# Alright I finally took some pictures



## pepperi27 (Nov 7, 2007)

Here is my soap gift set







Smoke and Odor Eliminator which really takes out odors no masking at all LOL





Mens body spray





Mens peppy foot balm My bf loves this





Dry skin shave soap





2oz jar lotion





Foaming bath oil





Womens body spray


----------



## Tabitha (Nov 7, 2007)

That is quite a specialized product line! You definately know what you want to do & where you want to go with it!


----------



## sunflwrgrl7 (Nov 7, 2007)

Ooh, very nice!  Hopefully you will get lots of Christmas sales with that gift set!!


----------



## pepperi27 (Nov 7, 2007)

Thank you guys I have four more gift sets but I didn't want anyone to think I was trying to advertise LOL.


----------



## dragonfly princess (Nov 8, 2007)

That is awsome!

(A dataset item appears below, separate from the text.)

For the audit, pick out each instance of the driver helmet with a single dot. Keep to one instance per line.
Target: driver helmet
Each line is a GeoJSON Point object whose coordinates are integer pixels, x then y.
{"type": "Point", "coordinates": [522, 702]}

You have a ton of talent!!!

Good job!!


----------



## edco76 (Nov 8, 2007)

Sweet!


----------



## pepperi27 (Nov 8, 2007)

Thank you guys you are too sweet!


----------



## FitMommyOf2 (Nov 29, 2007)

Wow, awesome!!! Good luck in selling tons of it for Christmas! :wink:


----------



## Zenobiah (Dec 4, 2007)

Great original product ideas!


----------